While the TMS has been compared favorably to the Eagle Ford, the play is deeper and therefore has more expensive wells—the Big Negative. The oily part of the Eagle Ford is 5,000 to 10,000 feet deep, and wells cost $7 to $8 million.

Meanwhile, wells targeting the TMS which is at depths of 11,000 to 13,000 feet, costs for single wells are running at $13 million and higher.

That means that for the TMS to match the economics of the Eagle Ford, either well costs have to come down or production has to outperform.

Goodrich Petroleum (GDP) believes that the cost per well could be shaved down from $13 million for a single well to closer to $10 million if a full development drilling program was to be rolled out. A full development plan brings with it economies of scale and improvements in drilling efficiency through experience.

Goodrich’s competitor Halcon Resources also believes that a well cost of $10 million is a reasonable target that could be achieved.

Both Goodrich and Halcon are operators with considerable experience in the Eagle Ford and have a good idea of gains that can be made as drillers become more experienced with a play and more efficient.

Assuming a base case type curve that allows for 600,000 BOE (barrels of oil equivalent) to be recovered (that’a the EUR–the Estimated Ultimate Recovery) and a $10 million well cost, a TMS well has an IRR of 75% (at $100 WTI). At a high case type curve that predicts 800,000 BOE will be recovered the IRR jumps to 156%. That’s a little bit bigger than the Bakken.

In its last quarterly conference call Goodrich Petroleum indicated that its recent Crosby well had produced in excess of 100,000 barrels equivalent in 5 months, and that it is still producing approximately 375 BOE per day at the end of 6 months of production.

According to Goodrich, plotting that 375 BOE per day of production on their 800,000-barrel equivalent “high case” type curve at the 6 month point puts them above the curve.

That is encouraging obviously as that well would be considered very economic.

But it is just one well.

Normally that wouldn’t get me too excited.

But there is more than just one well. Several operators have hit strong wells–so the industry has a bit of tweaking to do, but they have already “cracked the nut” on this play; they know how to produce from it.

Goodrich which has a market capitalization of under $900 million just acquired an additional 185,000 acres in the TMS. That is a big commitment for a company of this size. They now have 300,000 net acres.

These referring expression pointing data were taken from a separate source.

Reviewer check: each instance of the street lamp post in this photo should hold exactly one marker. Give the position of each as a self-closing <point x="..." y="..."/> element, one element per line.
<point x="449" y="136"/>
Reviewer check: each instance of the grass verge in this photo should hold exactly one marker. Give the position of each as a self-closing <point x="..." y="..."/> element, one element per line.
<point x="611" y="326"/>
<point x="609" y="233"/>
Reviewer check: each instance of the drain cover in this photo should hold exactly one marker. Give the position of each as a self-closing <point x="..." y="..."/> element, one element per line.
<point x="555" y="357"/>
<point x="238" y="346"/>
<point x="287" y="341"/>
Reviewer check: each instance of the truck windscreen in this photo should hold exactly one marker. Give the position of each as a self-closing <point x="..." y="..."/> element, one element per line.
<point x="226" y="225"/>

The other big player in the TMS? Canada’s Encana (ECA-NYSE/TSX)—the 5th largest natural gas producer in the US. The wells they are drilling and operating actually have the best IP rates I see in the TMS. (I own ECA)

Sanchez Energy (SN-NYSE) just spent $78 million to get what I calculate from a complicated press release to be 40,000 net acres—or just under $2000 an acre.

Conclusion—deeper wells mean more expensive wells, but that can also mean higher EURs to compensate for that.

And infrastructure is in place and being close to the Gulf Coast Refinery Complex means lower transport costs and for now high pricing.

The Bakken in North Dakota and the Cline Shale in Texas have been the “hot money” oil plays in the US (the Eagle Ford is more gassy), and the TMS could be the 2014 play.